Published: Wed, November 21, 2018
Medical | By

Poll suggests one-third of parents skipping flu vaccine for their children

Poll suggests one-third of parents skipping flu vaccine for their children

A poll conducted by C.S. Mott Children's Hospital in Ann Arbor, MI, found that 34 percent of parents planned on forgoing flu shots for their kids for the 2018-2019 Winter season.

Of parents polled, 48 percent said they usually followed the recommendations of their child's health care provider when making choices about the flu vaccine.

The online poll, which was administered in October, looked at 1,977 parents who had at least one child, whether parents would get their children the flu vaccine and their reasoning, among other things.

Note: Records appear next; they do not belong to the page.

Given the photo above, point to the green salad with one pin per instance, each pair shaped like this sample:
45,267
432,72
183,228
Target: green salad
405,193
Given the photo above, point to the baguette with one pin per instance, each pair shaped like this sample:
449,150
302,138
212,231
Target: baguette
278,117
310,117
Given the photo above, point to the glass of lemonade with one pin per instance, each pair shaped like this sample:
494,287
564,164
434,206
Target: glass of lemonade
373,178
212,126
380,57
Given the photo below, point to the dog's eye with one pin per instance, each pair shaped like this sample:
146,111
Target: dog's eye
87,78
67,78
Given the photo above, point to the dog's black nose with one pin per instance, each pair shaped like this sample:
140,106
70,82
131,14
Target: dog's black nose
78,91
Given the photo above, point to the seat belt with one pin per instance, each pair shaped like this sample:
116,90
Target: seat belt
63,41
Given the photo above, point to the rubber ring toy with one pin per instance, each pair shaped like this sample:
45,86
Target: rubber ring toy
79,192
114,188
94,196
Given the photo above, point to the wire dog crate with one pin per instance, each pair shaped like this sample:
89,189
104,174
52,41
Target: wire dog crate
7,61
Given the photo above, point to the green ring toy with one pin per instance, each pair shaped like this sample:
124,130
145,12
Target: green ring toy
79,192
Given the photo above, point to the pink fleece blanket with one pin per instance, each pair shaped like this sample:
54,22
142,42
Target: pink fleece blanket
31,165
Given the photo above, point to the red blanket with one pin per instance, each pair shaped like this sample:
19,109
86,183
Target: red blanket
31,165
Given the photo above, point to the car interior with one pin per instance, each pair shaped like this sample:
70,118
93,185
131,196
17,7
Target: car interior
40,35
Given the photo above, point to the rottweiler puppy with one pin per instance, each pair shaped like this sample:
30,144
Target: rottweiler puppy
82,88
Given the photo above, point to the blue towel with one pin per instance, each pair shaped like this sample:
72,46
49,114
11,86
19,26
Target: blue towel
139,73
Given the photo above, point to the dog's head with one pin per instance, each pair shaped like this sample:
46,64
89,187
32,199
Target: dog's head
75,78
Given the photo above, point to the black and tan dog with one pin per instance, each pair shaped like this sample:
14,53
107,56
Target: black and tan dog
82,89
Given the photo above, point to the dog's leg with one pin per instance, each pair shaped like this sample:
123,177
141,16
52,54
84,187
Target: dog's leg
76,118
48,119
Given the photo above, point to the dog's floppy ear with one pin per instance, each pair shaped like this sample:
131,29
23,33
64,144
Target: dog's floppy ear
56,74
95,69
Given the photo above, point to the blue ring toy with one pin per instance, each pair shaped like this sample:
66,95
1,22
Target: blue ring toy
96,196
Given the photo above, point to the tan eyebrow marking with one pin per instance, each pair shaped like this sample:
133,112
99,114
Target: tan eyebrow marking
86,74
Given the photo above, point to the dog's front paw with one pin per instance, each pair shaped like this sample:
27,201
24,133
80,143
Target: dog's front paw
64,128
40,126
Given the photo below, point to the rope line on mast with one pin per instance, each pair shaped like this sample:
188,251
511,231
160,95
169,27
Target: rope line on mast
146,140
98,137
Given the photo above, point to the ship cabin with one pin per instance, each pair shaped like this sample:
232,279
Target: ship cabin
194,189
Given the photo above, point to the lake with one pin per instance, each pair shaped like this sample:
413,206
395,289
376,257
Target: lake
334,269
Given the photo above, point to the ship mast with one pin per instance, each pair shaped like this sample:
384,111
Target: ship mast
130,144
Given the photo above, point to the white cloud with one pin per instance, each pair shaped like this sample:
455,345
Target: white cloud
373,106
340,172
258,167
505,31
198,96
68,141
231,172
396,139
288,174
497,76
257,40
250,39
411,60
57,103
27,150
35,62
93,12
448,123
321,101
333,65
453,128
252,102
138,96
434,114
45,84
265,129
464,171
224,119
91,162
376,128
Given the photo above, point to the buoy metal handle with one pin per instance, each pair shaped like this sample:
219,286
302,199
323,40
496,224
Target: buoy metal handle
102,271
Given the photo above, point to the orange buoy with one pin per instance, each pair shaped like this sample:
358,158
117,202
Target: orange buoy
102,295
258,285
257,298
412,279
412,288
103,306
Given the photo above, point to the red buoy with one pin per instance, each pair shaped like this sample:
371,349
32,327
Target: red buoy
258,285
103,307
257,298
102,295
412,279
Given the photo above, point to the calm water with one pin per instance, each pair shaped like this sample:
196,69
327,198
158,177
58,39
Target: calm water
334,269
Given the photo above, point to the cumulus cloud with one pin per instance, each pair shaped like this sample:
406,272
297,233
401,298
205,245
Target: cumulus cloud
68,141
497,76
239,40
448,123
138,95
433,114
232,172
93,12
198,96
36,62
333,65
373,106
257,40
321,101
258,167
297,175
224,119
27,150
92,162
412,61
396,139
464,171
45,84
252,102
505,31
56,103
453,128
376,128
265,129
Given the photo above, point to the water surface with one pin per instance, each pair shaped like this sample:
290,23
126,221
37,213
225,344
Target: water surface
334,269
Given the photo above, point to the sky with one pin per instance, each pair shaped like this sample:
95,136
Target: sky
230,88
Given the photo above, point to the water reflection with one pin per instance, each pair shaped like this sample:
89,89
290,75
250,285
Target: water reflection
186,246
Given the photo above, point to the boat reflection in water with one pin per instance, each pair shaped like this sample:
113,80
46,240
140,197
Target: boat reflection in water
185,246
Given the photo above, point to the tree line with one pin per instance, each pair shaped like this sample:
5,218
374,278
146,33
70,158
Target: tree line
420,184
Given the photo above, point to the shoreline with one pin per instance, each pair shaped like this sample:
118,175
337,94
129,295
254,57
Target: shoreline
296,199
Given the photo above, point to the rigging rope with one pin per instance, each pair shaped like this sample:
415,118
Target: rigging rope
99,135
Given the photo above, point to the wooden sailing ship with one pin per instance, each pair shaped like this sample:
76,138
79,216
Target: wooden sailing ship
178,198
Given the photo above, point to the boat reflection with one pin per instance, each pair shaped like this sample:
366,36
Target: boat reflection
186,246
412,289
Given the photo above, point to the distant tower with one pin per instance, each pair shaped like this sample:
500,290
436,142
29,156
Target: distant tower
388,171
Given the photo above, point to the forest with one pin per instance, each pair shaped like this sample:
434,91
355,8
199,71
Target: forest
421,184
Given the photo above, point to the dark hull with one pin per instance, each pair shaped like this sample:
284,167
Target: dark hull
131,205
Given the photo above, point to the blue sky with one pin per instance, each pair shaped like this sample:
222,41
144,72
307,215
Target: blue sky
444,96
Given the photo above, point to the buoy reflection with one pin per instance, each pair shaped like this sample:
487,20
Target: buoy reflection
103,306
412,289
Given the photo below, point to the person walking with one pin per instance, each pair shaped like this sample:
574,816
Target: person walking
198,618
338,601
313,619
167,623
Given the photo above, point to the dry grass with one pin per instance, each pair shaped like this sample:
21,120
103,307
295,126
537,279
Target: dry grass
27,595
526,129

According to the Centers for Disease Control and Prevention, 80% of the children who died had not been vaccinated.

The Mott Poll, conducted in October, surveyed almost 2,000 parents of a nationally representative sample on their attitudes and intentions towards flu vaccination.

The CDC said last flu season, 57.9 percent of children between the ages of 6 months and 17 years received flu vaccines, less than the year before.

Ms. Cook said the responsibility falls on the medical community to better explain and connect with parents about the importance of flu vaccination for children.


"There appears to be an echo chamber around flu vaccine", said Sarah.

"It's important to acknowledge that for some parents, child health providers are not the sole influence, or even the primary influence, on decisions about the flu vaccine", explained Sarah. Parents who opted out reported seven times as many sources opposing the vaccine as supporting it.

Other parents may encounter a broader range of information and opinions, but selectively remember only those that support their decision on whether their child will get flu vaccine.

Last flu season, 179 children died, and hundreds more were hospitalized because of the illness.

She said the top reasons for parents choosing not to get their kids the vaccine was concern about side effects, that they thought it didn't work or that their child was healthy enough not to need the shot, according to the network.

The researchers say the results hold a lesson for doctors: Many parents don't rely exclusively on them for medical advice, and accurate information about the shot needs to be distributed by some other means in "language parents can understand".

"For these families, we need to explore other mechanisms to convey accurate information and allow parents to hear a more balanced viewpoint", Clark said. Twenty-one percent said they don't recall their doctor making a recommendation and two percent said the flu vaccine wasn't advised at all.